Le ministre israélien de la Défense a démissionné vendredi avec fracas et remis ouvertement en cause la crédibilité du premier ministre Benyamin Nétanyahou, en pleins remous causés par le retour probable au gouvernement de l'ultranationaliste Avigdor Lieberman.

« J'ai dit au premier ministre qu'étant donné son comportement au cours des derniers évènements et mon manque de confiance en lui, je démissionnais du gouvernement et de la Knesset (Parlement) et prenais mes distances avec la vie politique », a annoncé Moshé Yaalon sur Twitter.

Il s'agit d'une attaque retentissante de la part d'un homme estimé en Israël pour avoir combattu lors de la guerre de 1973, commandé ensuite la prestigieuse brigade parachutiste et gravi tous les échelons, jusqu'à la tête de l'état-major puis de ce ministère, capital dans un pays constamment sur le pied de guerre.

Devant la presse, M. Yaalon s'en est ensuite pris à ces « éminents politiciens » animés par « le cynisme et la soif de pouvoir » et gouvernés par « les échéances électorales et les sondages » plutôt que les valeurs morales. Des mots qui semblent directement adressés à MM. Nétanyahou et Lieberman.

Le monde politique israélien est en effervescence depuis que M. Nétanyahou a proposé mercredi le portefeuille de la Défense à M. Lieberman, actuellement dans l'opposition. En retour, il était présumé offrir les Affaires étrangères à M. Yaalon.
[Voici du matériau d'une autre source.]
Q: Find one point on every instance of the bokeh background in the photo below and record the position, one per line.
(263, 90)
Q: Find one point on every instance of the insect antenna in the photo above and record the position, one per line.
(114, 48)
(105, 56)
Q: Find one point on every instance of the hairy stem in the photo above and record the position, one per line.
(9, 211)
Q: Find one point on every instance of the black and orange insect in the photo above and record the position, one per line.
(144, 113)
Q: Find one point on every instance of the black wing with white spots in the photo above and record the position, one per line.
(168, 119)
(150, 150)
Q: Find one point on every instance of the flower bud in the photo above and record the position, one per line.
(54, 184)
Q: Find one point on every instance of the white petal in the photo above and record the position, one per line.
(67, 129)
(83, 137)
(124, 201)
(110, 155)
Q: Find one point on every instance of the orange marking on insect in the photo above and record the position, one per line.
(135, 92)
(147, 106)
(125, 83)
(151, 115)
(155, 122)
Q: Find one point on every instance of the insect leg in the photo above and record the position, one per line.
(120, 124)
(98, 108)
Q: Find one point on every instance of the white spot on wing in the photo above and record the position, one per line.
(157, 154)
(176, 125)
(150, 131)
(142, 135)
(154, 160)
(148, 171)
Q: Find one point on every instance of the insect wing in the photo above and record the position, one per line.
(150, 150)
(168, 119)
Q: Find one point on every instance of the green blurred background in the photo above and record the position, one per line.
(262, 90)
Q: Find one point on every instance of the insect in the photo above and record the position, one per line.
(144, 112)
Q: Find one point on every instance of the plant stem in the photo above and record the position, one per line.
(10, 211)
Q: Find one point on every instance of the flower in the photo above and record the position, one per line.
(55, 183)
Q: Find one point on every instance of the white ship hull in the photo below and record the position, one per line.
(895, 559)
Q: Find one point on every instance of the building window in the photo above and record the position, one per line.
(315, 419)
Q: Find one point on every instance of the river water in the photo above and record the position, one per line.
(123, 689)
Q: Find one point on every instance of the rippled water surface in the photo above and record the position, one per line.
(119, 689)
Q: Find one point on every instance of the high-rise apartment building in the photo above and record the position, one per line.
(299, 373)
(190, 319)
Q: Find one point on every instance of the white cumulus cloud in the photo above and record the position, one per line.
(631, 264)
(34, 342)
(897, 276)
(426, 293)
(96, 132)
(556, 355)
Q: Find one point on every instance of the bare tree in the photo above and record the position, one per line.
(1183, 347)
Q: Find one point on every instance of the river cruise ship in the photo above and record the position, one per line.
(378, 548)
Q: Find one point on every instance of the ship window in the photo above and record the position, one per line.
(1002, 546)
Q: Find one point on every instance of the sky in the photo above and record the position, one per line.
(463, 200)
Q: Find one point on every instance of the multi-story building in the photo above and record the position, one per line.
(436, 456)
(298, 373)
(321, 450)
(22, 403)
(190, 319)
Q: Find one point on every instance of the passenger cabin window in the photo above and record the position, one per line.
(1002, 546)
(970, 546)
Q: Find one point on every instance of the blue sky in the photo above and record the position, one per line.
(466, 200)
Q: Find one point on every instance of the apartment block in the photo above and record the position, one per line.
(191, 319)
Le but du premier ministre est d'élargir sa majorité parlementaire, qui ne tient qu'à une voix.

Mais la décision de M. Nétanyahou de proposer la Défense à M. Lieberman a également été largement interprétée par les commentateurs comme une manoeuvre destinée soit à sanctionner M. Yaalon, soit à écarter un potentiel rival au sein du Likoud, leur parti (droite).

« Fascisme »

L'ancien premier ministre et ministre de la Défense travailliste Ehud Barak est allé encore plus loin dans ses critiques.
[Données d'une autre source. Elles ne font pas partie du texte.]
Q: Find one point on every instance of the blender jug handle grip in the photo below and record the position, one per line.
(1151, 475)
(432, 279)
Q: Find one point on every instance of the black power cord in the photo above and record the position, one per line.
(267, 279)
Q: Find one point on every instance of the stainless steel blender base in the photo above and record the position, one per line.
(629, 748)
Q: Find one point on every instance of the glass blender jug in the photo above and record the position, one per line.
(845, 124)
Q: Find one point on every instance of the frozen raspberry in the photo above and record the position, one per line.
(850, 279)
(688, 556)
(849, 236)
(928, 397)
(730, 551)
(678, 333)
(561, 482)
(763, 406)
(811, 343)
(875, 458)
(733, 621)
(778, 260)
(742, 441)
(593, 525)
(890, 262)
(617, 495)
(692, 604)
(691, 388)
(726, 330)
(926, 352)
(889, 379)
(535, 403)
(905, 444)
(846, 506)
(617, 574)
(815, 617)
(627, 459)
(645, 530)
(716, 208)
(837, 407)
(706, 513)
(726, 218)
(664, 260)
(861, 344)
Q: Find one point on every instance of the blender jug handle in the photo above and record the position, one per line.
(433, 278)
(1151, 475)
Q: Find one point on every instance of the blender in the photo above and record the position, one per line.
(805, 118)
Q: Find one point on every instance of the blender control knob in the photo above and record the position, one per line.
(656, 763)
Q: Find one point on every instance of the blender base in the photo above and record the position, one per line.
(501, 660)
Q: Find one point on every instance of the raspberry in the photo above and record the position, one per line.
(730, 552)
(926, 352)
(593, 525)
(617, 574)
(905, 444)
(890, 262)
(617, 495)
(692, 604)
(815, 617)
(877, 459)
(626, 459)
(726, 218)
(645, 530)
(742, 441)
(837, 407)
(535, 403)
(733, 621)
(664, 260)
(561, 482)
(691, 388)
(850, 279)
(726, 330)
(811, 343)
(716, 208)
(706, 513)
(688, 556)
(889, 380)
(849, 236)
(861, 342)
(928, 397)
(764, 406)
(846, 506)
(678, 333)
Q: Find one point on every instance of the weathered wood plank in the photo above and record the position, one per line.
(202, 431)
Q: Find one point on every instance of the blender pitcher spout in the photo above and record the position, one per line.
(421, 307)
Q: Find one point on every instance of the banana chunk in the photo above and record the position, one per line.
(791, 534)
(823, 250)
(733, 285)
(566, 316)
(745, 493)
« Le gouvernement d'Israël a été contaminé par une montée du fascisme », a-t-il affirmé, cité par le site web de la chaîne de télévision privée 2.

Avec Avidgor Lieberman, détesté par les Palestiniens, auteur de propos anti-arabes et populiste belliqueux, c'est le gouvernement le plus à droite de l'histoire d'Israël qui se profile selon les commentateurs.

Grâce à M. Lieberman et son parti Israël Beiteinou, M. Nétanyahou aurait au Parlement une majorité de 66 voix sur 120.

À la Défense, M. Lieberman superviserait notamment les activités de l'armée dans les Territoires palestiniens occupés.

Les commentateurs posent déjà la question d'un durcissement vis-à-vis des Palestiniens alors que les craintes d'une nouvelle escalade sont vives.

Il y a quelques jours, Avigdor Lieberman accusait le gouvernement de manquer de fermeté face à la vague actuelle d'attaques palestiniennes, et de ne pas construire dans les grands blocs de colonies de Cisjordanie occupée.

La société « menacée »

M. Yaalon et l'actuel état-major passent pour avoir tempéré les ardeurs de ceux qui, au gouvernement et à droite, y compris M. Lieberman, poussaient à une répression accrue face aux violences.

Depuis des semaines, M. Yaalon et l'armée sont au centre de vives querelles sur les valeurs et le rôle social d'une institution incontournable. M. Yaalon a soutenu, y compris contre M. Nétanyahou, ses généraux qui prônaient la retenue face aux attentats ou allaient jusqu'à dresser un parallèle entre l'Allemagne nazie et certains « signes » observés en 2016 en Israël.

Vendredi, il a dit son inquiétude pour la démocratie israélienne : « Malheureusement, des éléments extrémistes et dangereux ont pris le contrôle d'Israël et du Likoud et menacent la société », a-t-il affirmé.

L'ex-ministre de la Défense avait encouragé dimanche les officiers à dire ce qu'ils pensent sur de tels sujets, quitte à contredire leurs supérieurs ou leurs dirigeants politiques.

Ces propos auraient rendu furieux M. Nétanyahou, qui l'avait rappelé à l'ordre.

Le premier ministre aurait aussi cherché à stopper l'ascension d'un éventuel concurrent, selon des commentateurs. M. Yaalon ne s'est pas privé de le laisser ruminer en déclarant : « Je reviendrai prendre part à la compétition pour la direction d'Israël ».

Le retrait de M. Yaalon devrait signifier l'entrée au Parlement du rabbin israélien Yehuda Glick, considéré par les Palestiniens et des responsables israéliens comme un dangereux provocateur pour son engagement en faveur du droit des juifs à prier sur l'esplanade des Mosquées à Jérusalem.